Repsol and partner Armstrong Energy have made the largest U.S. onshore conventional oil discovery in 30 years in Alaska with a drilling campaign over the winter finding significant levels of oil in Alaska’s North Slope.
The contingent resources identified with the existing data in Repsol and Armstrong Energy’s blocks in the Nanushuk play in Alaska could amount to approximately 1.2 billion barrels of recoverable light oil.
The Horseshoe-1 discovery well was drilled to a total depth of 6,000 ft. and encountered more than 150 ft. of net oil pay in several reservoir zones in the Nanushuk section. The Horseshoe-1A sidetrack was drilled to a total depth of 8,215 ft. and encountered more than 100 ft. of net oil pay in the Nanushuk interval as well.
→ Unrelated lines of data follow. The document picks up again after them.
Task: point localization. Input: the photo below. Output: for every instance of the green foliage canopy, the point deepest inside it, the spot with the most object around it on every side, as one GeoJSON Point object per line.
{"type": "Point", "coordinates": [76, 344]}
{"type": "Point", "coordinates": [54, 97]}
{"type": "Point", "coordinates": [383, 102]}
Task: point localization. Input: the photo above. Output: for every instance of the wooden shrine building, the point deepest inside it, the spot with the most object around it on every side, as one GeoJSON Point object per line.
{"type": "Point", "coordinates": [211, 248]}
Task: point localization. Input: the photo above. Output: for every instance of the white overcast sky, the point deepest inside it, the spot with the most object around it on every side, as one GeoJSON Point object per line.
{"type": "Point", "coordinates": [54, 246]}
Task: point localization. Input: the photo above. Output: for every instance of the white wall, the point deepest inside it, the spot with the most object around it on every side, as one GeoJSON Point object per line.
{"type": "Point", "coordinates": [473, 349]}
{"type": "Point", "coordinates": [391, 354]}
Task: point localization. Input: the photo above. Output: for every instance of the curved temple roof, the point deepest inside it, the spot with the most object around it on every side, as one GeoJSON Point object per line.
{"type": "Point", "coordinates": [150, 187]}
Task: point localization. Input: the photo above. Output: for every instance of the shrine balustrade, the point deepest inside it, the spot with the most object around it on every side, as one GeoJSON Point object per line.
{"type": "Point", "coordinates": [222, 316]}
The successive campaigns in the area have added significant new potential to what was previously viewed as a mature basin. Additionally Alaska has significant infrastructure which allows new resources to be developed more efficiently.
Preliminary development concepts for Pikka anticipate first production there from 2021, with a potential rate approaching 120,000 barrels of oil per day.
Repsol holds a 25 per cent working interest in the Horseshoe discovery and a 49 per cent working interest in the Pikka Unit. Armstrong holds the remaining working interest and is currently the operator.